For the next thirty years, Leo Dupont welcomed all the pilgrims who came to his house to venerate His Holy Face and to seek a favor from Our Lord.  He prayed with visitors and shared in their veneration.  He kept records of all the miracles that occurred.  He was kept busy with correspondence, and obliged all those seeking oil from the lamp that burned before His Holy Face.  It should be noted that during this thirty year period, the writings of Sr. Mary of St. Peter, and the Work of Reparation revealed therein, were under suppression.  Leo Dupont kept the Work of Reparation, and veneration of His Holy Face, actively going, as the devotion of a private citizen in the parlor of his home.  He patiently waited, through three successive Archbishops, for the suppression to be lifted.  The Archbishop of Tours needed to request a papal brief to ensure the Work of Reparation would endure throughout the future of the Church.

Shortly before his death on Mar. 18, 1876, Leo Dupont did see the suppression lifted.  In 1874, the new Archbishop of Tours, Charles-Théodore Colet, came to visit Leo Dupont. Over time, as a result of that visit, Archbishop Colet gave orders to bring out all the documents concerning the life and revelations of Sr. Mary of St. Peter.  Before formally requesting a Papal Brief, Archbishop Colet elicited the support and devotion for His Holy Face from around the world.  This universal response, along with the thousands of miracles effected in Leo Dupont’s parlor, helped solidify the decision of Pope Leo XIII to approve devotion to the Holy Face with a Papal Brief in 1885.

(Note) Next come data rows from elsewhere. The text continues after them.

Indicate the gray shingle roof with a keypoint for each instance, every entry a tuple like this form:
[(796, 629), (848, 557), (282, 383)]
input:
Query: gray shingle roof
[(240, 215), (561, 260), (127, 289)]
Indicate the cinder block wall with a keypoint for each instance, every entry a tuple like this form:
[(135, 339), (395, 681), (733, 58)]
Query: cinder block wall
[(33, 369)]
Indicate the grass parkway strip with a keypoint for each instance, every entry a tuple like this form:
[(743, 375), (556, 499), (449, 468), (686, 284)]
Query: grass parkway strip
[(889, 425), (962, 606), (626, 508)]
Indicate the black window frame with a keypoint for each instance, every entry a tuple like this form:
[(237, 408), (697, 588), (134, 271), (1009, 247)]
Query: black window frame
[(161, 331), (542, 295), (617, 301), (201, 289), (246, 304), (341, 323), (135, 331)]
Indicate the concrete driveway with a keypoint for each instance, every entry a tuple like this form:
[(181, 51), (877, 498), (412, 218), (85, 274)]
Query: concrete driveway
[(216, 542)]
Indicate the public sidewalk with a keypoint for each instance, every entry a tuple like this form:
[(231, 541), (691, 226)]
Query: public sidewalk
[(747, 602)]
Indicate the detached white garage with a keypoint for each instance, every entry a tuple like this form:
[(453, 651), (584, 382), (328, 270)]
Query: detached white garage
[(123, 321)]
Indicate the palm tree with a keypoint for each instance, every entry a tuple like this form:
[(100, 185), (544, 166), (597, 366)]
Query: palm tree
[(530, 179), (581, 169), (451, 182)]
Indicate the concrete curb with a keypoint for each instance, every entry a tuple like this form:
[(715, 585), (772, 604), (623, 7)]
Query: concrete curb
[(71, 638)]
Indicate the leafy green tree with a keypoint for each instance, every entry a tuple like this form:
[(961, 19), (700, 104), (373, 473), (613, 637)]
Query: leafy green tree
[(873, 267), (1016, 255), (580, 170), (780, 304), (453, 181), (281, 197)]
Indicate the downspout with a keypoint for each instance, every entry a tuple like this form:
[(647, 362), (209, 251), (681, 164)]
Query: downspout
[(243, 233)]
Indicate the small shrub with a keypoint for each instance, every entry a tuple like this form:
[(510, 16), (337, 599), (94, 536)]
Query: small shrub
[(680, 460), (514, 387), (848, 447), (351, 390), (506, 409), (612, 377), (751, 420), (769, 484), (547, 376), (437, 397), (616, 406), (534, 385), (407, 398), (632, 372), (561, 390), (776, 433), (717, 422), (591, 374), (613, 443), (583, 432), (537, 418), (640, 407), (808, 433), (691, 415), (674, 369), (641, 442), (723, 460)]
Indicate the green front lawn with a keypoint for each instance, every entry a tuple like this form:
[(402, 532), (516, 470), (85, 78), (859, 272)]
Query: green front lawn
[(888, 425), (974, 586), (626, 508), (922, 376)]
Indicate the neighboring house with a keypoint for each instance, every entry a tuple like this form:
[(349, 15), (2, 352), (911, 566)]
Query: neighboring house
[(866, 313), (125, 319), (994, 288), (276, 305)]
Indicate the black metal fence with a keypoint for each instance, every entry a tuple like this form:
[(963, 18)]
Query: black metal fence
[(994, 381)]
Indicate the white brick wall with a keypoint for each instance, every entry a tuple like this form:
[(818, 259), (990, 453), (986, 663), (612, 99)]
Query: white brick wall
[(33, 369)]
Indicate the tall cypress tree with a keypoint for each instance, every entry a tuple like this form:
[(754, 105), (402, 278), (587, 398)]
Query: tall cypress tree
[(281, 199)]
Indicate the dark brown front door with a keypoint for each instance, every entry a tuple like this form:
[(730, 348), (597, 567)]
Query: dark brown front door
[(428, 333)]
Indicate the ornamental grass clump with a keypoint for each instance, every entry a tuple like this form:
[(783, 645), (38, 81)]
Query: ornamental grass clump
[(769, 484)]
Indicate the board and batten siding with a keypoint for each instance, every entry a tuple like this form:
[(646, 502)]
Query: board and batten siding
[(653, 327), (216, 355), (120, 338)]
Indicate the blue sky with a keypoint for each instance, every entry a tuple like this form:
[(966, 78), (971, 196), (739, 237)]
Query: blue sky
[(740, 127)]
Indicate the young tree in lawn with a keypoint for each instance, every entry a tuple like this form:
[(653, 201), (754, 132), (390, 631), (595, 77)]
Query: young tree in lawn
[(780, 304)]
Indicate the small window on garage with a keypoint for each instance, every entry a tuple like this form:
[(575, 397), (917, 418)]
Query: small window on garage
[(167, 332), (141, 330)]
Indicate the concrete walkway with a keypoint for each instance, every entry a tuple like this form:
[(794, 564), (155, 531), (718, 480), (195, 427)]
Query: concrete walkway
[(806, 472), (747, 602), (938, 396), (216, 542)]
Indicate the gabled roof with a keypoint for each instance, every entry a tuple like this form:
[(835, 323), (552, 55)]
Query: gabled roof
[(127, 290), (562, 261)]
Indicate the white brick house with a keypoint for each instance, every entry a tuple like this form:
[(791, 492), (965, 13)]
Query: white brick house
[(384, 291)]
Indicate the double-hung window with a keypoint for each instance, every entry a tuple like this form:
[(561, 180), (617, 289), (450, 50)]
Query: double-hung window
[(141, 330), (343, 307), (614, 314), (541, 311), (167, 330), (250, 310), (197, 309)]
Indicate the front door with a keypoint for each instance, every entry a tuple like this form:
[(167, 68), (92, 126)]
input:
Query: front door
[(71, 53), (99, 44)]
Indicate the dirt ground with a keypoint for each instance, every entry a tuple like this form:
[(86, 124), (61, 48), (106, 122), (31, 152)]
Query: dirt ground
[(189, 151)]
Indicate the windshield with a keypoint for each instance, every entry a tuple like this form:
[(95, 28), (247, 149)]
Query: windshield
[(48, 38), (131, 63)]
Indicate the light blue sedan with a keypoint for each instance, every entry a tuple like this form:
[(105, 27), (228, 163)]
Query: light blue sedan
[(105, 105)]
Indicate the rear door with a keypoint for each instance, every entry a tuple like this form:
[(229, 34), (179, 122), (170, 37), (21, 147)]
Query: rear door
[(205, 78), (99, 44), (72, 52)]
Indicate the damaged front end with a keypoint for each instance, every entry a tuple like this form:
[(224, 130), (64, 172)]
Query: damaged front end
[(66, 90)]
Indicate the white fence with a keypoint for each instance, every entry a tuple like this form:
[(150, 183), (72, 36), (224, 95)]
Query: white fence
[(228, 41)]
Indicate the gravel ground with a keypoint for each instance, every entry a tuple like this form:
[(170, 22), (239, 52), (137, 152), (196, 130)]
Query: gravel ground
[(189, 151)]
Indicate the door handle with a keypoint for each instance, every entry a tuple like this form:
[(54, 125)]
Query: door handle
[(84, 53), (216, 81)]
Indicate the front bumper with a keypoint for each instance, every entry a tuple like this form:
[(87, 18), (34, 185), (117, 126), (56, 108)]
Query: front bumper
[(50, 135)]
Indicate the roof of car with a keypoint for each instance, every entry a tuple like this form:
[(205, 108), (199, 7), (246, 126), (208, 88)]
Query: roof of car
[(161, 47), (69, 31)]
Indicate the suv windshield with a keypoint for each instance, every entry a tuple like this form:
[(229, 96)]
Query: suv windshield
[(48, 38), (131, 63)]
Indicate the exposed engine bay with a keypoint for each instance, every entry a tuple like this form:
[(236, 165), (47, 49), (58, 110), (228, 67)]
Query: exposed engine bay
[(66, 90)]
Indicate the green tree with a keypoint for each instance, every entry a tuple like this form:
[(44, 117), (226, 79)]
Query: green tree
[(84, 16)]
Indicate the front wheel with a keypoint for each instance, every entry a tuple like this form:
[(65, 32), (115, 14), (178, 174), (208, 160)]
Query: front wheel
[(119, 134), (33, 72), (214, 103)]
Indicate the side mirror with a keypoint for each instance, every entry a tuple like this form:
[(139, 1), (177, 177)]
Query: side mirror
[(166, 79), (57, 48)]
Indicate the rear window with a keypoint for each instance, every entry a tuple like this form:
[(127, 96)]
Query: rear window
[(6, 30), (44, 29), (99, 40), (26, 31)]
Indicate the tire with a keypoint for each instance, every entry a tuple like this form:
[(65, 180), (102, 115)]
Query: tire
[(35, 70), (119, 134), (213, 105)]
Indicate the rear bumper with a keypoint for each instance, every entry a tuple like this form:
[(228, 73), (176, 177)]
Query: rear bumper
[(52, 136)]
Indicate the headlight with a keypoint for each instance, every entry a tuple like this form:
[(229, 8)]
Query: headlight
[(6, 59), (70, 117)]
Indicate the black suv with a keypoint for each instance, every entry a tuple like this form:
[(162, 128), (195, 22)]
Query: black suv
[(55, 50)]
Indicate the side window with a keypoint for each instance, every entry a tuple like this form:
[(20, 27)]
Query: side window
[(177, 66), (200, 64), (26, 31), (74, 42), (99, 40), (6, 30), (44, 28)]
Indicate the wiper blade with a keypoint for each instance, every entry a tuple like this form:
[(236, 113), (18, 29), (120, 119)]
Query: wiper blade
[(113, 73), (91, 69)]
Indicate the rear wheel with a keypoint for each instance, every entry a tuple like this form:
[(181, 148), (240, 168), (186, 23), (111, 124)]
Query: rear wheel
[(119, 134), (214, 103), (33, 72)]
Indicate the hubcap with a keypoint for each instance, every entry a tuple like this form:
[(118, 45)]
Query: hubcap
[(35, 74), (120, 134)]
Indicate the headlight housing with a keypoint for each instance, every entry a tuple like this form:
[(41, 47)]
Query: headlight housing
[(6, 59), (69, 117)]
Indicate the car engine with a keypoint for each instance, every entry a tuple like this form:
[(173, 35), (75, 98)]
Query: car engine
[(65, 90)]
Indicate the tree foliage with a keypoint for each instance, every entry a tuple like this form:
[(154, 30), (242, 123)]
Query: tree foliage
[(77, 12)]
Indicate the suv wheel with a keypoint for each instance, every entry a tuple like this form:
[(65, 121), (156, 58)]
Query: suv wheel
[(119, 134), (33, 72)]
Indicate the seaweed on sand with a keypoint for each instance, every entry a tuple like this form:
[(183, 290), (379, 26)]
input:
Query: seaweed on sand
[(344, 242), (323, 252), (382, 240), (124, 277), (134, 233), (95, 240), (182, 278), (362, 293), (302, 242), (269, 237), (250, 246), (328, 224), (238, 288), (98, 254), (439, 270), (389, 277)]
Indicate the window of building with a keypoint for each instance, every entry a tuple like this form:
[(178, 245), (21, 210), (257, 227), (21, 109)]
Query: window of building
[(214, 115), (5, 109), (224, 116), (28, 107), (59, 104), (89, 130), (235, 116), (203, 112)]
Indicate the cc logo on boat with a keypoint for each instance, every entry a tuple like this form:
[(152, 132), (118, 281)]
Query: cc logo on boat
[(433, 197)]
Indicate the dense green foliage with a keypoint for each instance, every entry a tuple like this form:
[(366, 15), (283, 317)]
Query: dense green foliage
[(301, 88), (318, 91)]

After his death, Leo Dupont’s house was purchased by the Archdiocese of Tours and turned into an Oratory of the Holy Face.  Archbishop Colet approved an order of priests to oversee the chapel and attend to its administration.  The order was canonically erected in 1876 as the Priests of the Holy Face.  The Holy See declared Leo Dupont Venerable, and his feast day is December 1st.